We have a problem,
\(\cfrac { \partial \, B }{ \partial \, t } =-i\cfrac { \partial \, E }{ \partial x^{ ' } } \)
\( B=-i\int {\cfrac { \partial \, t }{ \partial x^{ ' } } \cfrac { \partial \, E }{ \partial x^{ ' } } } \cfrac { \partial \, x^{ ' } }{ \partial \,t }d\, t\)
\( B=-i\int { \cfrac { \partial \, t }{ \partial x^{ ' } }\partial \, E } \)
\( B=\cfrac { -i\,E }{ c } \) assuming \(B=0\) when \(E=0\)

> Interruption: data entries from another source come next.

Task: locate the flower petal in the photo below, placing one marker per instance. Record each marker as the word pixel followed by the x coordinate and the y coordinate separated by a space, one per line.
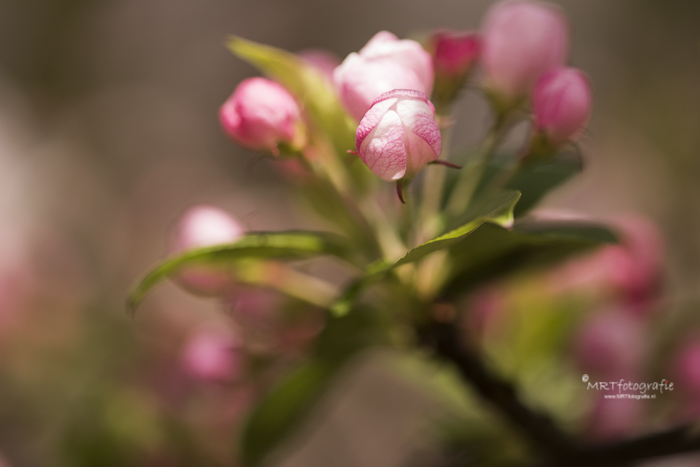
pixel 384 152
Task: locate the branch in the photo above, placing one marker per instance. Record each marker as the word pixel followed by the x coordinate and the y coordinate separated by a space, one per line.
pixel 539 429
pixel 556 447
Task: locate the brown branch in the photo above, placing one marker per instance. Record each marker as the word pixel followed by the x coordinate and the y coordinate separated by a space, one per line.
pixel 555 446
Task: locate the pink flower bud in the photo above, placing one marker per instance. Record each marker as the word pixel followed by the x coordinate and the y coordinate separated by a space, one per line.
pixel 261 114
pixel 521 40
pixel 454 53
pixel 398 136
pixel 203 226
pixel 213 354
pixel 631 270
pixel 385 63
pixel 686 369
pixel 562 104
pixel 613 419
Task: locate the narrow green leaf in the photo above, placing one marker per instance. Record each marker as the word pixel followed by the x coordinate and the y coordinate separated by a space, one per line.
pixel 288 404
pixel 493 251
pixel 306 83
pixel 497 210
pixel 272 245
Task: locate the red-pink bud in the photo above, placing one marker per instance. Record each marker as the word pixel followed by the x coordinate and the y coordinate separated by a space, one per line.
pixel 398 136
pixel 213 354
pixel 611 345
pixel 454 53
pixel 383 64
pixel 261 114
pixel 203 226
pixel 521 40
pixel 631 270
pixel 562 104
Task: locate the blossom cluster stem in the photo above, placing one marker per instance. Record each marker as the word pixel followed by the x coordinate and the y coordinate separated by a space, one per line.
pixel 471 177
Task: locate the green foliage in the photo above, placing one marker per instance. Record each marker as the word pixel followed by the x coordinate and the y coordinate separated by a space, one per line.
pixel 272 245
pixel 493 251
pixel 286 406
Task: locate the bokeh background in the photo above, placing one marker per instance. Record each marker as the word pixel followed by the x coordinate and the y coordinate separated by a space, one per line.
pixel 109 131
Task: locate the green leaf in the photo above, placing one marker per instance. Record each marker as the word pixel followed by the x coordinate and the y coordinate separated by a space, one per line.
pixel 272 245
pixel 282 410
pixel 497 210
pixel 493 251
pixel 534 181
pixel 307 83
pixel 287 405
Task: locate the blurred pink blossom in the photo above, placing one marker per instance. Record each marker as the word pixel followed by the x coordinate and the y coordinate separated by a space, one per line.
pixel 383 64
pixel 521 40
pixel 203 226
pixel 261 114
pixel 398 136
pixel 213 354
pixel 562 104
pixel 686 369
pixel 454 54
pixel 631 269
pixel 324 61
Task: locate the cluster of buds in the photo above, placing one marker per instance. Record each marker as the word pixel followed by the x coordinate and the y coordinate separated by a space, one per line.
pixel 522 48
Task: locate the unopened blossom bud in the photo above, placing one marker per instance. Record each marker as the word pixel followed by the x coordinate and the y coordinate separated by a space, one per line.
pixel 398 136
pixel 562 104
pixel 199 227
pixel 454 54
pixel 521 40
pixel 261 114
pixel 383 64
pixel 686 369
pixel 213 354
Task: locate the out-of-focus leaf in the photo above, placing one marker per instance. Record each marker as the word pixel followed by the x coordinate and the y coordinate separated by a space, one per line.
pixel 497 210
pixel 307 83
pixel 536 180
pixel 493 251
pixel 286 406
pixel 271 245
pixel 281 410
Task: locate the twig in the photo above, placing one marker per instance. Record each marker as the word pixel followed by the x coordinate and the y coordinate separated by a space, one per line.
pixel 556 447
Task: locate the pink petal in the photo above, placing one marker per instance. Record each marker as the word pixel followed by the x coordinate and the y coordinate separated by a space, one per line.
pixel 384 152
pixel 371 120
pixel 423 141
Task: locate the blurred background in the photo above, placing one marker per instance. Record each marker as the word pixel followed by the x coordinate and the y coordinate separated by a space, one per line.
pixel 109 131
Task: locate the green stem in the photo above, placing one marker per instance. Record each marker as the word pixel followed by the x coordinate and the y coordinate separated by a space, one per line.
pixel 471 177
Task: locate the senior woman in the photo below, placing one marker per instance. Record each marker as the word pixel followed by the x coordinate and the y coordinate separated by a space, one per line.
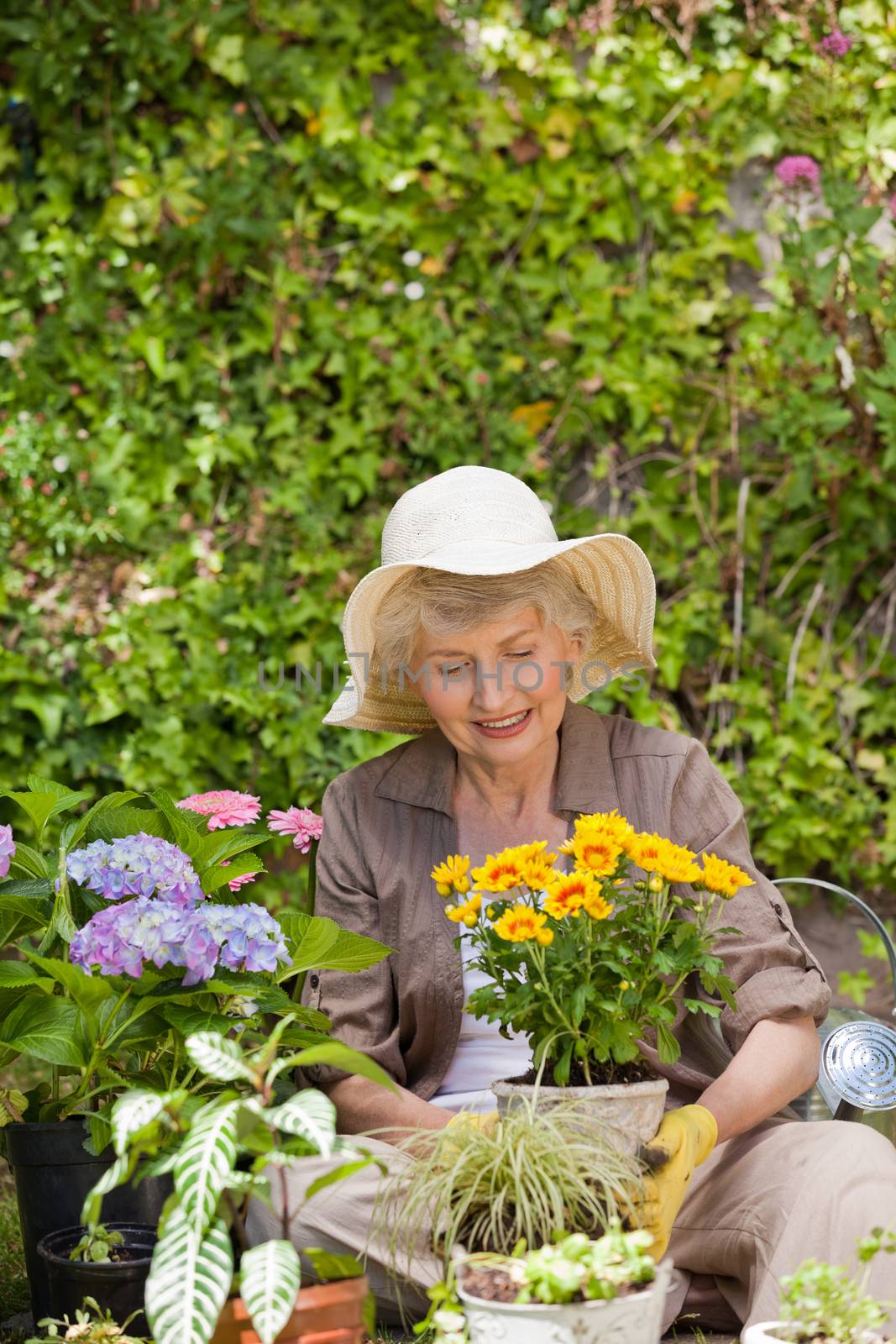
pixel 479 633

where \(-i\) rotates \(E\) into the \(x^{'}\) direction which is the direction of \(B\).
Although, given,
\(\cfrac{1}{c}=\sqrt{\mu_o\varepsilon_o}\), we have
\( B^2=\cfrac { (-i)^2}{ c^2 }E^2 \)
\( B^2=-\mu_o\varepsilon_oE^2 \)
\( B^2=\mu_o\varepsilon_oE^2e^{i\pi} \)
or,
\( B^2=\mu_o\varepsilon_o(Ee^{i\pi/2})^2 \)
that \(B\) and \(E\) are \(\pi/2\) out of phase. And so,
\(\cfrac{1}{2\mu_o}\left|B\right|^2=\cfrac{1}{2}\varepsilon_o\left|E\right|^2 \)
which is consistent. Euler strikes again. \(e^{-i\pi/2}=-i\)